Answer: Excellent question. As was mentioned in the recerts this year, the 2015 guidelines are less prohibitive. They are also a bit confusing as their recommendations differ based on the rescuer level and are a bit ambiguous in the summary vs the full report (see full explanation below, if interested). The issue, as you point out, is that naloxone (narcan) is an opiate receptor antagonist, and although it can rapidly reverse CNS and respiratory depression, will not sustain a life, as our current resuscitative measures do.
Bottom Line answer: When it comes to cardiac arrest, it is the expectation of base hospital, per the AHA guidelines, that paramedics focus on standard resuscitative measures. Standard resuscitative procedures like Bag Valve Mask ventilation will reverse the hypoxia that ultimately would have led to cardiac arrest from opiate misuse or overdose. In the setting of cardiac arrest where opioid misuse is the likely etiology, paramedics can consider a patch to the BHP for shared decision making in administering narcan when standard resuscitative measures are failing.

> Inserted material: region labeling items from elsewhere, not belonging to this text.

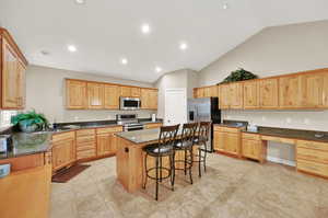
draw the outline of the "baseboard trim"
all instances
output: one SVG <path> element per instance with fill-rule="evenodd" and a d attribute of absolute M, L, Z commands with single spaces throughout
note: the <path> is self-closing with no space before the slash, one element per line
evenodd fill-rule
<path fill-rule="evenodd" d="M 267 157 L 268 161 L 274 162 L 274 163 L 282 163 L 282 164 L 286 164 L 286 165 L 291 165 L 291 167 L 296 167 L 296 162 L 295 161 L 290 161 L 290 160 L 284 160 L 281 158 L 276 158 L 276 157 Z"/>

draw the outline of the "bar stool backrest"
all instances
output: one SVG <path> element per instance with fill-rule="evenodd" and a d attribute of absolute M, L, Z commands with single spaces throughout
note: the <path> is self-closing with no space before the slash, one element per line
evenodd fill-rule
<path fill-rule="evenodd" d="M 197 127 L 197 123 L 184 124 L 181 134 L 183 144 L 194 142 Z"/>
<path fill-rule="evenodd" d="M 159 148 L 166 147 L 166 146 L 174 146 L 175 139 L 177 136 L 177 131 L 179 129 L 179 124 L 174 126 L 162 126 L 160 138 L 159 138 Z"/>
<path fill-rule="evenodd" d="M 211 122 L 200 122 L 198 128 L 198 138 L 209 140 Z"/>

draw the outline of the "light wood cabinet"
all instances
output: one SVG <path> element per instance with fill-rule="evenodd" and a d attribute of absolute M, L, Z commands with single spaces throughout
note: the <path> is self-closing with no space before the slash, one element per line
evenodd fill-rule
<path fill-rule="evenodd" d="M 230 85 L 221 84 L 219 85 L 219 107 L 226 110 L 231 105 Z"/>
<path fill-rule="evenodd" d="M 279 106 L 281 108 L 300 107 L 300 77 L 279 78 Z"/>
<path fill-rule="evenodd" d="M 56 134 L 52 136 L 52 171 L 72 164 L 77 160 L 77 145 L 74 131 Z"/>
<path fill-rule="evenodd" d="M 104 84 L 87 82 L 87 107 L 104 108 Z"/>
<path fill-rule="evenodd" d="M 241 129 L 214 127 L 214 150 L 241 157 Z"/>
<path fill-rule="evenodd" d="M 263 79 L 259 81 L 260 108 L 278 108 L 278 79 Z"/>
<path fill-rule="evenodd" d="M 259 107 L 259 82 L 257 80 L 244 83 L 244 108 Z"/>
<path fill-rule="evenodd" d="M 120 88 L 117 85 L 104 85 L 104 107 L 109 110 L 119 108 Z"/>
<path fill-rule="evenodd" d="M 7 30 L 0 27 L 1 108 L 25 107 L 25 70 L 27 61 Z"/>
<path fill-rule="evenodd" d="M 66 80 L 66 105 L 67 108 L 86 108 L 86 82 L 79 80 Z"/>
<path fill-rule="evenodd" d="M 141 89 L 141 108 L 157 110 L 157 90 Z"/>
<path fill-rule="evenodd" d="M 300 105 L 302 107 L 325 106 L 325 79 L 328 73 L 307 73 L 300 76 Z M 326 88 L 327 89 L 327 88 Z"/>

Explanation: As you eloquently put it, the AHA state that, “patients with no definite pulse may be in cardiac arrest or may have an undetectable or slow pulse. These patients should be managed as cardiac arrest patients.” This is the patient population where arguably narcan would have the most benefit. However, “standard resuscitative measures should take priority over naloxone administration (Class I, LOE C-EO)” as no matter what the cause of the arrest, they will help. Narcan administration will only help if these patients are in this “what-if” category of undetectable pulse.
This is also where the separation of recommendation of treatment based on level of training comes in. The AHA give “first-aid and other non-healthcare providers” the recommendation to administer naloxone (if it is available) as, “they are not instructed to attempt to determine whether an unresponsive person is pulseless.” Going on to say,“ Empiric administration of IM or IN naloxone to all unresponsive opioid-associated life-threatening emergency patients may be reasonable as an adjunct to standard first aid and non-healthcare provider BLS protocols (Class IIb, LOE C-EO)”. However, for trained healthcare providers, like paramedics, under the “ACLS Modification: Administration of Naloxone” section it states, “we can make no recommendation regarding the administration of naloxone in confirmed opioid-associated cardiac arrest. Patients with opioid-associated cardiac arrest are managed in accordance with standard ACLS practices”. This is in contrast with what was written in 2010, “Naloxone has no role in the management of cardiac arrest”. Back then, there was also no recommendations for first aid and non-healthcare provider support, as well as being before the widespread use and availability of community naloxone programs.
In summary, times are changing with regards to recommendations for management of opiate-associated toxicity. We now have a great adjuvant to our typical management of decreased LOC and decreased respiratory patients in addition to our typical supportive management. However, when it comes to cardiac arrest, it is the expectation of base hospital, per the AHA guidelines, that paramedics focus on standard resuscitative measures. Standard resuscitative procedures like Bag Valve Mask ventilation will reverse the hypoxia that ultimately would have led to cardiac arrest from opiate misuse or overdose. In the setting of cardiac arrest where opioid misuse is the likely etiology, paramedics can consider a patch to the BHP for shared decision making in administering narcan when standard resuscitative measures are failing.
Lavonas EJ et al. Part 10: Special circumstances of resuscitation: 2015 American Heart Association guidelines update for cardiopulmonary resuscitation and emergency cardiovascular care. 2015;132:S501-S518.
Van Hoek TL et al. Part 12: Cardiac arrest in special situations: 2010 American Heart Association guidelines for cardiopulmonary resuscitation and emergency cardiovascular care. 2010;122:S829-S861.